A modern mechanical cotton gin was created by American inventor Eli Whitney in 1793 and patented in 1794. Whitney’s gin used a combination of a wire screen and small wire hooks to pull the cotton through, while brushes continuously removed the loose cotton lint to prevent jams. It revolutionized the cotton industry in the United States, but also led to the growth of slavery in the American South as the demand for cotton workers rapidly increased. (Wikipedia link)


(#6) 19th-century print illustrating Whitney’s cotton gin

Candy Sunday. Sunday was National Chocolate Day, but the NYT Magazine went way beyond chocolates. A set of fascinating articles, including an odd one on describing flavors (“Taste Test” by Samin Nosrat) and a magnificent survey of favorite candies from around the world, several dozen of them, spread over six pages (“Home Sweet Home” by Elise Craig).

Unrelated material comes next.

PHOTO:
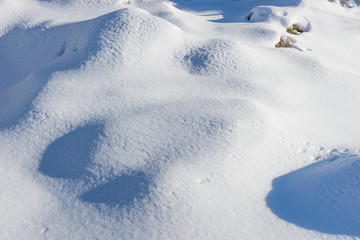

Plus “Salty Tooth”, on salmiakki, Finnish salty licorice; “Big in Japan” by Tejal Rao, on Kit Kat bars; and “Sugar Works” by Christopher Payne, on the Columbina candy factory in La Paila, Colombia.

From Craig’s world survey:


(#6) Beacon Allsorts (South Africa)

Allsorts aren’t a South African concept — the jumble of colors and shapes was invented by a British company called Bassett’s, supposedly after a salesman dropped all his candy and a potential buyer loved the idea of the jumble — but Beacon’s version is a best-selling licorice candy in South Africa. The company was originally started by a Lithuanian immigrant who began his business making chocolate in the 1930s. Beacon pitches Allsorts as ‘‘the original play-food’’ because of the different shapes and colors that you can stretch and stack and mess around with. Though Allsorts are meant to be played with, they are popular among what the company calls ‘‘big kids’’ — those from 18 to 54. Originally available only in licorice flavor, the packs of candies now come in four varieties.

From Wikipedia:

Liquorice allsorts are assorted liquorice confectionery sold as a mixture. Made of liquorice, sugar, coconut, aniseed jelly, fruit flavourings, and gelatine, they were first produced in Sheffield, England, by Geo. Bassett & Co Ltd. [in 1899]

Allsorts are produced by many companies around the world, but are most popular in Britain and continental Europe (especially the Netherlands where they are called Engelse drop, meaning English liquorice). They are also common in Scandinavia, where they are called Engelsk konfekt. South African confectionery giant Beacon produces substantial quantities of the product, selling it locally and exporting it to Australia, Canada, and Portugal.

When I lived in the UK, I was inordinately fond of Bassett’s liquorice Allsorts.